Eine nicht ausführliche Recherche ergab: Nein, keine MW-Sender mehr. Zu Wartungsintensiv und viel zu leicht zu orten und zu zerstören. Statt Bahnwaggons mit MW-Sendeanlage setzt die Bundeswehr auf UKW-Sender in normalen 20-Fuss-Containern, die per LKW oder Flugzeug verlegt werden können.

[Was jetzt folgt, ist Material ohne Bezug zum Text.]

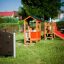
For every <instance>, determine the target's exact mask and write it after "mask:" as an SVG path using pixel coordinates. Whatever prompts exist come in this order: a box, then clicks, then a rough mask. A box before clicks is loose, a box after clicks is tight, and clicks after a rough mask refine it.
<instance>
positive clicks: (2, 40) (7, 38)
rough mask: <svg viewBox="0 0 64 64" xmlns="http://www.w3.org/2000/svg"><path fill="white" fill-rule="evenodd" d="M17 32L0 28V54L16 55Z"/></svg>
mask: <svg viewBox="0 0 64 64" xmlns="http://www.w3.org/2000/svg"><path fill="white" fill-rule="evenodd" d="M15 49H16V47H15V33H13V34H12V33H9V32H5V31H2V30H0V56H13V57H14V58H15V57H16V50H15Z"/></svg>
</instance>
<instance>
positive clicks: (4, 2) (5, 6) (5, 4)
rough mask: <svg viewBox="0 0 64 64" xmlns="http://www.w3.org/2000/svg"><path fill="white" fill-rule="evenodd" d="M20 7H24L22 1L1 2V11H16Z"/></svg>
mask: <svg viewBox="0 0 64 64" xmlns="http://www.w3.org/2000/svg"><path fill="white" fill-rule="evenodd" d="M62 2H64V0H62ZM19 6H22V5H21V0H0V11H16V10H18V8H19ZM61 9H62V10H64V7H61Z"/></svg>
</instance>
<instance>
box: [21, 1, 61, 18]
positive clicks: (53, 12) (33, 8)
mask: <svg viewBox="0 0 64 64" xmlns="http://www.w3.org/2000/svg"><path fill="white" fill-rule="evenodd" d="M59 3H60V0H22V4H23V7H24V9H25V10H26V12H27V14H28V15H32V16H35V17H44V16H45V17H48V18H49V17H52V18H53V17H55V16H57V14H58V10H59V9H60V4H59Z"/></svg>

Viel zu leicht zu orten und zu zerstören gilt natürlich auch für normale MW-Sender. Für den Kriegsfall wären die also heutzutage nicht mehr geeignet, da sofort zerstört. Für den Katastophenfall evtl. - wenn es genug Strom dafür gäbe.
 
Im Notfall könnte man ja auch ganz viele umgebaute Amateufunkanlagen zusammenschalten und an eine Reusenantenne Speisen. Im Notfall ist der BnetzA auch Egal, auf welcher Frequenz wo wann und mit welcher Leistung gesendet wird
 
Es gibt beim THW 'Mastkraftwagen', damit kann man ca. 40m Plattformhöhe erreichen. Teilweise sind auch mobile Sendemasten ds ehemaligen Telekom-Katastrophenschutzes ans THW übergeben worden. AM Modulation findet da aber nicht statt.
 
Das heißt also das das Zeitzeichen auch via DRM übertragen wird
Nein. Das heißt nur, daß Du im Video einen (nicht nur) DRM-Empfänger in Australien siehst.
DCF77 sendet nur in AM und zusätzlich seit 1983 in einer digitalen Phasenmodulation BPSK (jedoch wesentlich einfacher als DRM, im Einträger-Verfahren). Letztere liefert die Zeit deutlich genauer als AM.